Burkina Faso : les peuls victimes d’une répression aux multiples visages

Le Burkina Faso traverse une crise sans précédent, où les tensions internes s’aggravent chaque jour un peu plus. Au cœur de cette tourmente : une communauté, celle des Peuls, qui dénonce un double étau, militaire et économique, orchestré par les plus hautes autorités du pays. Depuis que le capitaine Ibrahim Traoré dirige la transition politique, les accusations de violences et de mesures discriminatoires se multiplient, transformant une lutte contre le terrorisme en une chasse aux boucs émissaires.

Des exactions militaires ciblant spécifiquement les Peuls

Les Volontaires pour la Défense de la Patrie (VDP), ces milices civiles intégrées aux opérations de sécurisation, sont au centre de nombreuses controverses. Officiellement présentés comme des auxiliaires de l’armée régulière, leurs agissements dans les régions du nord du pays soulèvent de vives inquiétudes. Des témoignages locaux et des rapports d’organisations de défense des droits humains convergent pour décrire des scènes de villages incendiés et de populations civiles prises pour cible.

Pour les Peuls, ces événements ne relèvent plus de la simple collateral damage, mais d’une stratégie délibérée visant à les éliminer en tant que groupe ethnique. Une assimilation systématique entre cette communauté et les groupes armés insurgés sert de prétexte à des opérations militaires brutales, où la notion de justice se perd dans un déchaînement de violence arbitraire.

Un décret économique asphyxiant une communauté entière

La crise ne se limite pas aux seules exactions physiques. Un décret récemment promulgué par les autorités burkinabés a drastiquement restreint, voire interdit dans certains cas, l’exportation du bétail vers la Côte d’Ivoire. Pourtant, ce commerce représente depuis des générations le socle économique des pasteurs peuls. En frappant ainsi leur principale source de revenus, le régime scelle le destin de milliers de familles dans une précarité immédiate et durable.

Les conséquences sont immédiates : impossibilité d’assurer les dépenses vitales comme l’éducation ou les soins, tandis que les échanges commerciaux traditionnels entre les pays de la sous-région s’effondrent. Cette mesure, perçue comme une arme économique, aggrave les fractures sociales et alimente un ressentiment profond au sein de la communauté peule.

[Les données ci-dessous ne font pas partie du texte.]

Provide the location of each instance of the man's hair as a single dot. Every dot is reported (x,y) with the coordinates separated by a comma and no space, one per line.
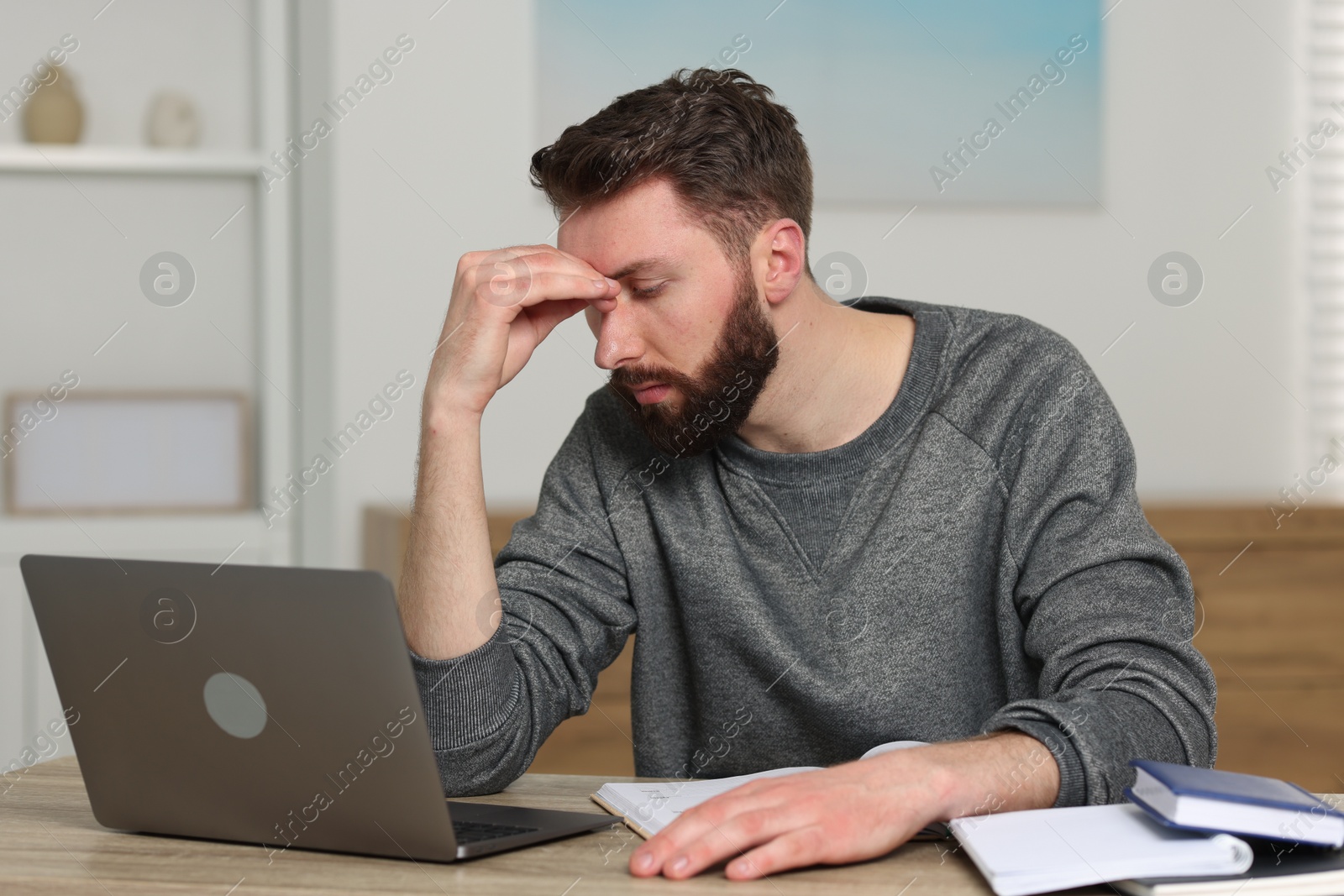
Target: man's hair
(734,157)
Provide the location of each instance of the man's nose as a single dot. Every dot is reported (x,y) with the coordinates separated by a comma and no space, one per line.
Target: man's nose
(617,338)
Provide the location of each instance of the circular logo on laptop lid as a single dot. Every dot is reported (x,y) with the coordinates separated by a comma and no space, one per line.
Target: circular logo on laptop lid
(235,705)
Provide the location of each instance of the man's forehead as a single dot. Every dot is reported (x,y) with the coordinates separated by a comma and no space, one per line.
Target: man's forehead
(633,233)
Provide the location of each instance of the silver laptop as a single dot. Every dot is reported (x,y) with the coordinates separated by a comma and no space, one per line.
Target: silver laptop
(257,705)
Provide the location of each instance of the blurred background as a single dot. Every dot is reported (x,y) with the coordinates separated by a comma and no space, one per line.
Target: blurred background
(228,230)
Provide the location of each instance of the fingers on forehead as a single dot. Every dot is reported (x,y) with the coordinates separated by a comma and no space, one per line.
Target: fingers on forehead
(542,258)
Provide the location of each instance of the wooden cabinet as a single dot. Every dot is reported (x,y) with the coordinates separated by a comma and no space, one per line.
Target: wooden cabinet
(1270,622)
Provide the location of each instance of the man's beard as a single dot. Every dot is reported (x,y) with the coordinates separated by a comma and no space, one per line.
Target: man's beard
(718,401)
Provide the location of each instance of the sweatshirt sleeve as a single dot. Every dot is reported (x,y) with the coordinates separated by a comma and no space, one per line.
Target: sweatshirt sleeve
(1105,605)
(564,616)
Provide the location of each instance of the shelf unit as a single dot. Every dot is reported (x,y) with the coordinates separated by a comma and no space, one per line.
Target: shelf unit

Une marginalisation aux conséquences régionales

Les répercussions de cette politique dépassent les frontières nationales. Les flux de bétail, autrefois dynamiques entre le Burkina Faso et ses voisins, sont aujourd’hui paralysés. Les économies locales, déjà fragilisées par des années de crise sécuritaire, subissent un nouveau choc. Les tensions commerciales, couplées aux violences militaires, risquent d’envenimer un climat déjà explosif, menaçant la stabilité de toute l’Afrique de l’Ouest.

Le silence complice des autorités et ses dangers

Face à l’accumulation des preuves et des témoignages, l’absence de toute enquête indépendante sur ces exactions interroge. La rhétorique belliqueuse du pouvoir en place, loin de rassurer, ne fait qu’attiser les craintes d’une dérive autoritaire où l’identité ethnique devient un critère de persécution. Le Burkina Faso, autrefois célébré pour son modèle de coexistence pacifique entre ethnies, se trouve aujourd’hui à un carrefour historique : celui de l’unité nationale contre la fragmentation identitaire.

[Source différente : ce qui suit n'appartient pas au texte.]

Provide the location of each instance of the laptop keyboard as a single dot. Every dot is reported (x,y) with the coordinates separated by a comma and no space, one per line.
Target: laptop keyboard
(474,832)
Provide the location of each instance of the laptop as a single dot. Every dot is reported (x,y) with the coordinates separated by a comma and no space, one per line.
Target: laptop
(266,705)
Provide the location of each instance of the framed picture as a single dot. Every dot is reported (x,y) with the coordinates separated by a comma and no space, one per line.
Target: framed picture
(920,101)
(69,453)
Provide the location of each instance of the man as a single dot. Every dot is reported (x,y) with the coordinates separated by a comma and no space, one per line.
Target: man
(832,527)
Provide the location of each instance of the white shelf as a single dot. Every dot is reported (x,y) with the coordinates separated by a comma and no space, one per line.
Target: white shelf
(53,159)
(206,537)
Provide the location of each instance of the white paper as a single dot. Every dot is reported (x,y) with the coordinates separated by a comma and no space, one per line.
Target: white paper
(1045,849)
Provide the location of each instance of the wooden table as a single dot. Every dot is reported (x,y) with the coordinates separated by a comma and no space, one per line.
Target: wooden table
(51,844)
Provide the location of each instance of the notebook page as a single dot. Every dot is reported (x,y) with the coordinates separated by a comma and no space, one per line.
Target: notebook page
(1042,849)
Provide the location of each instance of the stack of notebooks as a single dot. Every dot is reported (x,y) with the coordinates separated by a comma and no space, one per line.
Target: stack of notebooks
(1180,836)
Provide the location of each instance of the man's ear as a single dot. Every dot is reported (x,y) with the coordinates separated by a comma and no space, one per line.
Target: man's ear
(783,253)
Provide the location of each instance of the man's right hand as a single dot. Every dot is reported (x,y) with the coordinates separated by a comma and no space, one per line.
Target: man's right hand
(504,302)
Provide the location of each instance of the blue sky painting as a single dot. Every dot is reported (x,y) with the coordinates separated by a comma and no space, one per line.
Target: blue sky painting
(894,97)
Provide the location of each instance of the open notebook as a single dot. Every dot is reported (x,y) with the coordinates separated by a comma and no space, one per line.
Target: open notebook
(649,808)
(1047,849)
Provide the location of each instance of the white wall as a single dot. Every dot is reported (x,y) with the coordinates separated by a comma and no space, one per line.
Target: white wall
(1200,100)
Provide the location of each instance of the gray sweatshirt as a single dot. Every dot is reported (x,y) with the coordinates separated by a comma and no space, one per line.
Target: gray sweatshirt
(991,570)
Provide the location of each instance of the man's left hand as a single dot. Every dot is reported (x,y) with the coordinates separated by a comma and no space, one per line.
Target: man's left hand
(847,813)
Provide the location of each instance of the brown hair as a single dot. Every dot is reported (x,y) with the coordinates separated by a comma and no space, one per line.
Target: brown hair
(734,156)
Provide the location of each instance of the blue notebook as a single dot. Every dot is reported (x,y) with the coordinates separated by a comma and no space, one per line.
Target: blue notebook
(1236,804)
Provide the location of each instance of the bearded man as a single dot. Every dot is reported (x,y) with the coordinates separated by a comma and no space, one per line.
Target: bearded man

« Cibler une ethnie sous prétexte de sécurité revient à scier la branche sur laquelle repose la paix. Chaque acte de répression injustifié prépare les vengeances de demain et condamne le pays à une spirale de violences sans fin. » — Propos recueillis auprès d’un analyste spécialiste des enjeux sahéliens.

Alors que les appels à la modération se font de plus en plus pressants, la communauté internationale et les institutions régionales se doivent d’agir avec fermeté. L’inaction pourrait bien plonger le Sahel dans une crise aux proportions encore insoupçonnées, où les divisions internes risquent de saper les efforts de lutte contre le terrorisme.